A writer’s inability to produce new work can occur in many forms. Charlie Jane Anders annotates ten variations of writer’s block at iO9:
http://io9.com/5844988/the-10-types-of-writers-block-and-how-to-overcome-them/all
I am just
now emerging from my own variant of writer’s block: converting my backlist of
traditionally published novels to ebooks.
I began
this reformatting process in April 2011, thinking I’d take a few weeks to scan
my print books and upload them to Amazon as digital files before returning to
my works-in-progress. Three years later, I have seventeen titles available as
ebooks – and zero pages of new fiction!
What I
hadn’t anticipated was the compelling and time-consuming nature of revision. As
I don’t read my fiction after publication, I confronted novels I hadn’t seen in
years and sometimes decades. My craft had evolved in the interim, which transformed
me from writer to editor.
Typical
changes involved making ‘passive voice’ sentences more active. Here’s an
example:
His feet and legs were numb with fatigue and his heart was
slamming in his throat.
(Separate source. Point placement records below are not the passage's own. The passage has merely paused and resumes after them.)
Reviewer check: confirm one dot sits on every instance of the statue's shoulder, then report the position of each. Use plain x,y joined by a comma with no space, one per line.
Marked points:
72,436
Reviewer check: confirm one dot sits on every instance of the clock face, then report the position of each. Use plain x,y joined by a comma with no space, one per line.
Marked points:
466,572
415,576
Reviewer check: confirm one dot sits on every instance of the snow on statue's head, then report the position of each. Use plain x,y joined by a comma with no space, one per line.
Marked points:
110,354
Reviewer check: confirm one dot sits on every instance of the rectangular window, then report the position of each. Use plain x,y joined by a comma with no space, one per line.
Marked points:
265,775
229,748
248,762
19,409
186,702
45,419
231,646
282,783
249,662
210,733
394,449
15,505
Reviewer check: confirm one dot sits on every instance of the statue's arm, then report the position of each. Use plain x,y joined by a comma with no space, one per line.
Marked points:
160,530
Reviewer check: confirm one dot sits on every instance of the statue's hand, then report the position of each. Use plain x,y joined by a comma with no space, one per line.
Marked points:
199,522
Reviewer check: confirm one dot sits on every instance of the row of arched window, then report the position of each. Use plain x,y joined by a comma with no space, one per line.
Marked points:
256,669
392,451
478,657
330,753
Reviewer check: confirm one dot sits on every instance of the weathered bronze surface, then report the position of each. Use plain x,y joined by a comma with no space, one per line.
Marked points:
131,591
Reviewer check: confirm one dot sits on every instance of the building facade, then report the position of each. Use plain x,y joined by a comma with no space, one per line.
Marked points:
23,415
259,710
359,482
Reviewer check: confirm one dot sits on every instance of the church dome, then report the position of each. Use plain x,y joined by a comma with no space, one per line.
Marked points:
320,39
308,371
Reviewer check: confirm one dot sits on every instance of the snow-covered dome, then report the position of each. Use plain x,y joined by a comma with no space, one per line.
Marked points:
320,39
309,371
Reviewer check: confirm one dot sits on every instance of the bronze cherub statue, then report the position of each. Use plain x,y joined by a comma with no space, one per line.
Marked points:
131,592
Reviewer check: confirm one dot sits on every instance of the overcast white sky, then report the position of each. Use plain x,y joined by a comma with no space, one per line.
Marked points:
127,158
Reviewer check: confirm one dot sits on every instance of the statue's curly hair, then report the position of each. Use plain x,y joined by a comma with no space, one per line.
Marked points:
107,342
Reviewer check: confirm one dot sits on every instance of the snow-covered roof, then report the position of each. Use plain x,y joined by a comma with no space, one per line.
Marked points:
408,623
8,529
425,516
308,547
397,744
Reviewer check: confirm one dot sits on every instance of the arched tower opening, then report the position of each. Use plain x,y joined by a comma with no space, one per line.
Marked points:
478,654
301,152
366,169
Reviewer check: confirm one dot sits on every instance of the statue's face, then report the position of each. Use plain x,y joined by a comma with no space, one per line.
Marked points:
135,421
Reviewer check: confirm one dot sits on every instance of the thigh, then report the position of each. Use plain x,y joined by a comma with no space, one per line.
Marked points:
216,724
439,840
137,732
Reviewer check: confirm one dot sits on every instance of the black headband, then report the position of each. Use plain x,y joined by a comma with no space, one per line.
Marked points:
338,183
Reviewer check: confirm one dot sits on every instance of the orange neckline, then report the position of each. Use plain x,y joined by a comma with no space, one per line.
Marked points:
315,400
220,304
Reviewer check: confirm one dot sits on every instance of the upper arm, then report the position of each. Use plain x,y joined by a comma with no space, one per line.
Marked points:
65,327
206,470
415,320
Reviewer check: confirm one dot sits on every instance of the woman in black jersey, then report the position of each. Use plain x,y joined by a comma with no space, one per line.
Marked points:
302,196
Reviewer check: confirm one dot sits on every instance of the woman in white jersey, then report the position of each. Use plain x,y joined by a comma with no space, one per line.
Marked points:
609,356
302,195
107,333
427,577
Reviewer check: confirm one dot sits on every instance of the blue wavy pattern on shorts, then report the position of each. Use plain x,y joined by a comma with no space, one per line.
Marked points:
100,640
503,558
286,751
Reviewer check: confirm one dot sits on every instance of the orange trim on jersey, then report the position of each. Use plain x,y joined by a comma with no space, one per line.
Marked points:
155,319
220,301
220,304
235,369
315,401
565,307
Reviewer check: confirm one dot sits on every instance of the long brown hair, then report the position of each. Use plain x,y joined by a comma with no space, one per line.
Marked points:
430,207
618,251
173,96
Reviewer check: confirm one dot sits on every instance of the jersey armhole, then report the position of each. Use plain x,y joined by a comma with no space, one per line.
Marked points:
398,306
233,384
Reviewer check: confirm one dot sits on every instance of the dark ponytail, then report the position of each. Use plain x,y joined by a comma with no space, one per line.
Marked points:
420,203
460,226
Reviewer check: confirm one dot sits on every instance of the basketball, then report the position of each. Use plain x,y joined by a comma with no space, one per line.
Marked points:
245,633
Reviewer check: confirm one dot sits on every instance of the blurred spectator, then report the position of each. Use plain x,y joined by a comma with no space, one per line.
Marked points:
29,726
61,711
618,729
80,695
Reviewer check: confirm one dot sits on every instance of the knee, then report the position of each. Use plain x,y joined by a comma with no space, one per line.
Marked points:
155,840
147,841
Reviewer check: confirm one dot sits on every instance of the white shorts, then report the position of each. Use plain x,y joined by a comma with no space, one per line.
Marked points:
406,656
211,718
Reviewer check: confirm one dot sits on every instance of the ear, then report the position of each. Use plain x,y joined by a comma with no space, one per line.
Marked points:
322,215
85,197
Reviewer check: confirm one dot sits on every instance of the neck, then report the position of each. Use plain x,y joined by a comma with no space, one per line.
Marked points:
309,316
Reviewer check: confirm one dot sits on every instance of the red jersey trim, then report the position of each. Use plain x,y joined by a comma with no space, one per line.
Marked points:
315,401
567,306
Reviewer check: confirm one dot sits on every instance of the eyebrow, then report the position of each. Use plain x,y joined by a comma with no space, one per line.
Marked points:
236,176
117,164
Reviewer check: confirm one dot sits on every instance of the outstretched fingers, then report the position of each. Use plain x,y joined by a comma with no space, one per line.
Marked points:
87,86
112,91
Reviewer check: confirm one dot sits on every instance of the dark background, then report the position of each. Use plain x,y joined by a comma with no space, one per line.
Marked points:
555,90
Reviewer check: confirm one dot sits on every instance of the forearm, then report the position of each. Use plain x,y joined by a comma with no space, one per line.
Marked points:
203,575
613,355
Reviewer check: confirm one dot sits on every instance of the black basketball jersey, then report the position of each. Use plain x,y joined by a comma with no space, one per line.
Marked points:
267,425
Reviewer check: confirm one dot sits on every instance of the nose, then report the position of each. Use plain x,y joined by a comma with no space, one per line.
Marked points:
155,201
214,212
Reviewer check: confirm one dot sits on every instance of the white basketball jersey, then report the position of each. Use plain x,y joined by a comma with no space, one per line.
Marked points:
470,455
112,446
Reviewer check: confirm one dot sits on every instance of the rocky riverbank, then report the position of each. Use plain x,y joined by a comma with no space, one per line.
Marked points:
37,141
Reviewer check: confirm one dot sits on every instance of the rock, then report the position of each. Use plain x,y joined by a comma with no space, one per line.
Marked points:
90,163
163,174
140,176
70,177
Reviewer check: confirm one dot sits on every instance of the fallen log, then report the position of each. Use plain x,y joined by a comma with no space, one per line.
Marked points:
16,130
He fixed his eyes on the dark shadows at the head of
the stairs and ignored the pain that stabbed him more sharply with each step.
Legs numb with fatigue,
heart slamming in his throat, he fixed his eyes on the dark shadows at the head
of the stairs and ignored the pain that stabbed him more sharply with each step.
These minor revisions cumulatively enliven the reading experience, and my narratives now flare with brighter energy.
Even though installing these alterations in a score of novels opened a time vortex that spun me across years, I’m pleased. I sense that my motherland of dreams welcomes you now into her renewed geography with freedoms more encompassing - and a joy less passive!